Infect. vol.23 no.4 Bogotá Oct./Dec. 2019 

Original articles

Microbiological characterization of severe exacerbations in Chronic Obstructive Pulmonary Disease (COPD) in patients admitted to the ICU with or without associated pneumonia: A retrospective cross-sectional study

Caracterización microbiológica de pacientes con enfermedad pulmonar obstructiva crónica (EPOC) ingresados a UCI con exacerbación grave o neumonía: un estudio transversal retrospective

Fabio Varon1 

Cristina Torres-Caro

Catalina Herrera-Diaz

Abraham Ali

Angela Hernández-Parra

Carlos Aguirre-Franco

Ana María Uribe-Hernández2  * 

1 ORCID: Doctorado en Biomedicina y Medicina Aplicada.
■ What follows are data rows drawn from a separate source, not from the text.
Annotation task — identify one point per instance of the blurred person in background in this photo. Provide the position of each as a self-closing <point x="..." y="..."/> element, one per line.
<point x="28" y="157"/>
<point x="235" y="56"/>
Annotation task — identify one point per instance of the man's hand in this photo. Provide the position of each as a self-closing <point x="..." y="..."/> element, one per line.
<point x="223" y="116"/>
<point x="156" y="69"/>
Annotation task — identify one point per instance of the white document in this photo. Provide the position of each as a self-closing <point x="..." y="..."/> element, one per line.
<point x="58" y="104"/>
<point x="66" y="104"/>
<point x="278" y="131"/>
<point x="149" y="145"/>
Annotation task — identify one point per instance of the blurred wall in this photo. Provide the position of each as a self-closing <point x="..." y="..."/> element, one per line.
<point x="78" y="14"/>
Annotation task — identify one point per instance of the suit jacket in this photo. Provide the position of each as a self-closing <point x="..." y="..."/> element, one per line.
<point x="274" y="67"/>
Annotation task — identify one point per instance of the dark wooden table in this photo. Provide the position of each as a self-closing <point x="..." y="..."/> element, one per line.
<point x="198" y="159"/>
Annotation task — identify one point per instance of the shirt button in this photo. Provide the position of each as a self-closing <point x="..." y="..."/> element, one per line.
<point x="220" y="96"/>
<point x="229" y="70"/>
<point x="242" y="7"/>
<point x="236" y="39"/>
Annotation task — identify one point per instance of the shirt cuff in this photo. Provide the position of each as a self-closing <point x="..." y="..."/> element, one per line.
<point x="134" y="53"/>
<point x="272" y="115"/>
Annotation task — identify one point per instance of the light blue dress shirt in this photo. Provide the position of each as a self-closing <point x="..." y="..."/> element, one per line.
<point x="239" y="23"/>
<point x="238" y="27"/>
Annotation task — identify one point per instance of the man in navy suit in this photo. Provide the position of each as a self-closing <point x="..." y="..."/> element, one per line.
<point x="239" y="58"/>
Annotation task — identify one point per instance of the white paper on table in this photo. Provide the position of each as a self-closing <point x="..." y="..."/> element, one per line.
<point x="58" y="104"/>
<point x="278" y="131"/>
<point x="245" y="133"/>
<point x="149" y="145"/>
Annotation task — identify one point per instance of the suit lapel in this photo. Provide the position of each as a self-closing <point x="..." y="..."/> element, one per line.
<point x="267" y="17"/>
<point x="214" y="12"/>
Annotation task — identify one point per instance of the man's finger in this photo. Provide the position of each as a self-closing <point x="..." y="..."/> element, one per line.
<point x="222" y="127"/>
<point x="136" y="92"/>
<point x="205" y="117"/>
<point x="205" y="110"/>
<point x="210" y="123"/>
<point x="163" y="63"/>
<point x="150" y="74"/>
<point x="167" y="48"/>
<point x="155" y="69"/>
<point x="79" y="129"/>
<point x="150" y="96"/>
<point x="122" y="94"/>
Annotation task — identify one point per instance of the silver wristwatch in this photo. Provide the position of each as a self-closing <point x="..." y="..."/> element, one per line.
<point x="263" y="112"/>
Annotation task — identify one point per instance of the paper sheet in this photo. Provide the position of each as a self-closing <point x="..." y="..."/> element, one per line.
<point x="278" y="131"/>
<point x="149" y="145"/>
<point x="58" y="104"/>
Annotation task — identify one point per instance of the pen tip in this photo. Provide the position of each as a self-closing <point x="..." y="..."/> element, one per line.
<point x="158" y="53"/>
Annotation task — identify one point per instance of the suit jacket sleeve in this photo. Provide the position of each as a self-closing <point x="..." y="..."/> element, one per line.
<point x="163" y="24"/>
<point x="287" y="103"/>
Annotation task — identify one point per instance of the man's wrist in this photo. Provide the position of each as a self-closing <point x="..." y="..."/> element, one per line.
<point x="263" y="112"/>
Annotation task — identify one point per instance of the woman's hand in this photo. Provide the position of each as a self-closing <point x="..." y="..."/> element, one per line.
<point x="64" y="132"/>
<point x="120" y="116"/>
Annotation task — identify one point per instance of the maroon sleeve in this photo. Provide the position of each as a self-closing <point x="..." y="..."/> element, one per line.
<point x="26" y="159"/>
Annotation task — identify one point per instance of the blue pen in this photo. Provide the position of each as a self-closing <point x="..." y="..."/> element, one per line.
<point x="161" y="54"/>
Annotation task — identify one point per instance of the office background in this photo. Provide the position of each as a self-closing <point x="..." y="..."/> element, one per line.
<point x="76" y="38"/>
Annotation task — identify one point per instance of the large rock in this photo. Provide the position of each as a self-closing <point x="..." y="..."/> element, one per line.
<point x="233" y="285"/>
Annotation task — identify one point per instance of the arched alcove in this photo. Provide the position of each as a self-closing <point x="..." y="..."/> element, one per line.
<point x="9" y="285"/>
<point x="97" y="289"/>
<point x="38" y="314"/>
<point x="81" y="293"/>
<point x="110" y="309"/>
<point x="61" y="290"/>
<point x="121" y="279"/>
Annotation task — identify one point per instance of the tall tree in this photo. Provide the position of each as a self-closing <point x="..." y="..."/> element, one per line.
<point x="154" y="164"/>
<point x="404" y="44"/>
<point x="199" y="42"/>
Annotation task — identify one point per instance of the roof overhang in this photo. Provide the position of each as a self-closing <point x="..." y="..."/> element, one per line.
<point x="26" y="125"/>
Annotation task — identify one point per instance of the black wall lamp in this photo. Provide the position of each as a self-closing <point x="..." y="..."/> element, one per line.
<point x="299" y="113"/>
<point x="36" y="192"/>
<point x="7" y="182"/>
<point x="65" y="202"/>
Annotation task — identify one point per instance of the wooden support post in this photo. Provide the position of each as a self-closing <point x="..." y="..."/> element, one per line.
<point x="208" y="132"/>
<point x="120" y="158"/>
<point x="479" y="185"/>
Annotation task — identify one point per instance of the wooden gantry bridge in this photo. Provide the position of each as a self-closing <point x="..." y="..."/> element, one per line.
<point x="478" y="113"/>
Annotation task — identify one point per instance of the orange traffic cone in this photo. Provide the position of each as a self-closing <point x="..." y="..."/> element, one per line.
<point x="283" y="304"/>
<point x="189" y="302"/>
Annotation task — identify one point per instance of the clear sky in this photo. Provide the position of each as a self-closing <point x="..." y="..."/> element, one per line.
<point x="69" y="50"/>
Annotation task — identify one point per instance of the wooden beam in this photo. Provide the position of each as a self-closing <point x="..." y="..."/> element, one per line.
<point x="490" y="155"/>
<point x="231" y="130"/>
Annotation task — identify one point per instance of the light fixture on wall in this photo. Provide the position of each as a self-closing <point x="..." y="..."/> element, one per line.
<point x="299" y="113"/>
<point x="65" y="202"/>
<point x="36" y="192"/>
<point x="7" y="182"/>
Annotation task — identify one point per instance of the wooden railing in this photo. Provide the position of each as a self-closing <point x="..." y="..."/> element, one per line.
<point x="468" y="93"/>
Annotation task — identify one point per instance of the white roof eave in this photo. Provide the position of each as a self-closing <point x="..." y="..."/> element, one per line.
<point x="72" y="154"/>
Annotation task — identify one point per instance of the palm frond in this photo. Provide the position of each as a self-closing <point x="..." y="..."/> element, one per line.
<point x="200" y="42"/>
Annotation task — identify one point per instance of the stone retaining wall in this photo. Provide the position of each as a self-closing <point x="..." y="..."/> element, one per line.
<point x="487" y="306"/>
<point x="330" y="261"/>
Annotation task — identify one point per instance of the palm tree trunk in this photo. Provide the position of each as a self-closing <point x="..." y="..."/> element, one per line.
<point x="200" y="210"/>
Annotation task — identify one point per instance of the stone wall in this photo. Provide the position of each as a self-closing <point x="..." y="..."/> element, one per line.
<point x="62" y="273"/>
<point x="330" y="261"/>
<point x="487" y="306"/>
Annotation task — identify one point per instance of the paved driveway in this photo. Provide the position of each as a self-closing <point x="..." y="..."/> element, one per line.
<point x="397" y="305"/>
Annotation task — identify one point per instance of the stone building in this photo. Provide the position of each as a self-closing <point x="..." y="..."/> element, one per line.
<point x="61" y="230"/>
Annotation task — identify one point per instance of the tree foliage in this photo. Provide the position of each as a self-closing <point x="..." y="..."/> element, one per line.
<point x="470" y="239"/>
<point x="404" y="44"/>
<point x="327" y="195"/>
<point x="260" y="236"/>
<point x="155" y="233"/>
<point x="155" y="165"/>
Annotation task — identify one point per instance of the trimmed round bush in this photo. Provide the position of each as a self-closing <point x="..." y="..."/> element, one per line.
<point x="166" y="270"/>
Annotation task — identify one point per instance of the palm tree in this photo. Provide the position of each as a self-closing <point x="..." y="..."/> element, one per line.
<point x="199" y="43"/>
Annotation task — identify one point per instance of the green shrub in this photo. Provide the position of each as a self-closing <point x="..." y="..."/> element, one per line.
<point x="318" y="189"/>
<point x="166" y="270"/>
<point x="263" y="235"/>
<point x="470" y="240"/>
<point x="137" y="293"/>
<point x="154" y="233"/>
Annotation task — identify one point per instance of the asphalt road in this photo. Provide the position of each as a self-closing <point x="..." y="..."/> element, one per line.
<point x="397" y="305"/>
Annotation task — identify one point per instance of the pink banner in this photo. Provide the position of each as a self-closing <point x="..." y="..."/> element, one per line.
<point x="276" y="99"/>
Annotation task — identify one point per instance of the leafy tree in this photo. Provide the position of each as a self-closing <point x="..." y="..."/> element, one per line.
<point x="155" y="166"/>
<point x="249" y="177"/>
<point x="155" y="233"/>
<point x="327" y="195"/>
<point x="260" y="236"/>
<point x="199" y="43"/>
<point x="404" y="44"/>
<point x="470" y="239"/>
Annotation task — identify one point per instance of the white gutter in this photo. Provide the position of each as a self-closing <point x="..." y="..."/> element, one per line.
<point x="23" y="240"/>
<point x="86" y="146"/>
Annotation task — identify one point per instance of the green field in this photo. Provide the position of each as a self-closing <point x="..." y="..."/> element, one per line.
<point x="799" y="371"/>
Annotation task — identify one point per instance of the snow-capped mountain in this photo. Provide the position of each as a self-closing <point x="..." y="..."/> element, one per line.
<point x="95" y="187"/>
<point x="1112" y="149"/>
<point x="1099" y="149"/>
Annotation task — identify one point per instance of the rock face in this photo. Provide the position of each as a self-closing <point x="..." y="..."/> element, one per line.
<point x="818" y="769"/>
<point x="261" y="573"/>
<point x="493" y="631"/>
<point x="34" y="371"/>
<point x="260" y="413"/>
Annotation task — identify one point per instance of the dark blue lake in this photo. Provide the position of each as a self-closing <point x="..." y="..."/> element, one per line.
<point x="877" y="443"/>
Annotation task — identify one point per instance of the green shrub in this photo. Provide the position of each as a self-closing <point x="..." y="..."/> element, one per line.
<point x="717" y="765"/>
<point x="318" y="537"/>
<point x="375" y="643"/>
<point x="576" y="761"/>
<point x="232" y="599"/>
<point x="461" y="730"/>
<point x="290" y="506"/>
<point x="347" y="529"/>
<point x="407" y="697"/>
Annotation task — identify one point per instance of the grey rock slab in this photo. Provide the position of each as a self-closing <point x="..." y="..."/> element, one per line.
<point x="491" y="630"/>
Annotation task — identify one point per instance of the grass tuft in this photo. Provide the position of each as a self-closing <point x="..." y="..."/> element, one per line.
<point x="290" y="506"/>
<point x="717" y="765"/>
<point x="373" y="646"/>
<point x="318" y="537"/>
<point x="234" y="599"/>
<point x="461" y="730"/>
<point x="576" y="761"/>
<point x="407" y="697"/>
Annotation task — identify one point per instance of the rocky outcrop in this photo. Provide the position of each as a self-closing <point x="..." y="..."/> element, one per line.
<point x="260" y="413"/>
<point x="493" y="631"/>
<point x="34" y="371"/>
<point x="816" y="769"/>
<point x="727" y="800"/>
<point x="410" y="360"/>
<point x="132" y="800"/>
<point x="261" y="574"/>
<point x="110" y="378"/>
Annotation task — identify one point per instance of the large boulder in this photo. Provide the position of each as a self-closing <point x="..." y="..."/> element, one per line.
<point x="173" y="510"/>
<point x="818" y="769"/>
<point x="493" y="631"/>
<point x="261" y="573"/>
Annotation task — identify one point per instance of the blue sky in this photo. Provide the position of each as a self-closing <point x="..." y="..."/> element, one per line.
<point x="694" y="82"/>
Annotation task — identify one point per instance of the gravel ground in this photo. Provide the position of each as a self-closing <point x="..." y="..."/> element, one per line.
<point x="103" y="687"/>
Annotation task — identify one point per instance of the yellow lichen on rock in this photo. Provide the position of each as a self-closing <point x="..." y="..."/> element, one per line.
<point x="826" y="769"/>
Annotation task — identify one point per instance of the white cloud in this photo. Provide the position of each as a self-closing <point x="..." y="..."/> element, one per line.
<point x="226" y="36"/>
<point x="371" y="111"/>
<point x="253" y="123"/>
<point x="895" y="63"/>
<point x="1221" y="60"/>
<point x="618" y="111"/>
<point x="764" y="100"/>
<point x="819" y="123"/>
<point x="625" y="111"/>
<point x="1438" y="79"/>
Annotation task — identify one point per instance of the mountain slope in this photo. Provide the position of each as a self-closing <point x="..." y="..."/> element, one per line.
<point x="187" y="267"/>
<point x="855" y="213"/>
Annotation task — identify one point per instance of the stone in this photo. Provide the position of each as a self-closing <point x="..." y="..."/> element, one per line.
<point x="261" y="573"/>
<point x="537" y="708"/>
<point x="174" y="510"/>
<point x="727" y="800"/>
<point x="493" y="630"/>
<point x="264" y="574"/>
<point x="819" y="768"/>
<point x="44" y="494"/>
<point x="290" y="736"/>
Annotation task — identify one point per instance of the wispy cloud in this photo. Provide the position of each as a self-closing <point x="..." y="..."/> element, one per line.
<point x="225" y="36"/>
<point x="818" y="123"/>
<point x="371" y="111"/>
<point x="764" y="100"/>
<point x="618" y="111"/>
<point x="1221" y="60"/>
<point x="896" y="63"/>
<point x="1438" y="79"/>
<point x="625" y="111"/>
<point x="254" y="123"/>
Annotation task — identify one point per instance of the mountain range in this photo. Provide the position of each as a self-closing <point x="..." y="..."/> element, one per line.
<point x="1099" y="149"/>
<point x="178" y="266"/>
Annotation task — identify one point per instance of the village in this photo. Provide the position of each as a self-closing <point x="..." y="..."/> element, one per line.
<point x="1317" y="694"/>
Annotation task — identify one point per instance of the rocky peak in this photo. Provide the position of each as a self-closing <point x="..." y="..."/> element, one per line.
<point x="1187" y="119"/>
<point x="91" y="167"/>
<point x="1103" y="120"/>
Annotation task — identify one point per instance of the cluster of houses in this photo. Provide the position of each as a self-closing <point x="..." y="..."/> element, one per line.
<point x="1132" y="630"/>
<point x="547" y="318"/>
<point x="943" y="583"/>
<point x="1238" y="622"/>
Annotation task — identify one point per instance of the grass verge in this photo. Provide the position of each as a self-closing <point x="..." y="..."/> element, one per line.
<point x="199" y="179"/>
Universidad de Navarra, Campus Universitario, Edificio Central, 31009, Pamplona, España Fundación Cardioinfantil- Instituto de Cardiología, Calle 163A # 13B - 60, Bogotá, Colombia

2 ORCID: Fundación Neumológica Colombiana, Cra 13 B # 161 - 85, Bogotá, Colombia. Tel: +57 315 870 8163 Código postal: 110131



The goal of this study was to compare the microbiology of severe exacerbations of chronic obstructive pulmonary disease (COPD) requiring admission to the intensive care unit (ICU), in patients with pneumonia compared to those that did not have.


We conducted a retrospective cross-sectional study that included patients with severe COPD exacerbation. We took microbiologic and serologic samples to study the etiology of the exacerbation and chest X-ray to see whether or not it had associated pneumonia.


Ninety-one patients were included in the study. 53/91 (58%) had pneumonia. The most prevalent bacteria isolated were H. influenzae (25.3%), Moraxella spp (22%), H. parainfluenza (14.3%), Serratia marcescens (13.2%), mixed flora (9.9%) and methicillin-susceptible Staphylococcus aureus (9.9%). A statistically significant difference could not be demonstrated between the two groups. We detected 24.2% of bacterial resistance in both groups, the most frequent being AMPc (13 cases).


Bacterial pneumonia in COPD patients is higher in comparison with patients with acute exacerbation. Even though we did not find a significant difference in the microbiology of the groups with or without pneumonia, there are variables such as past smoking related to having pneumonia. Patients with pneumonia also had higher severity scores.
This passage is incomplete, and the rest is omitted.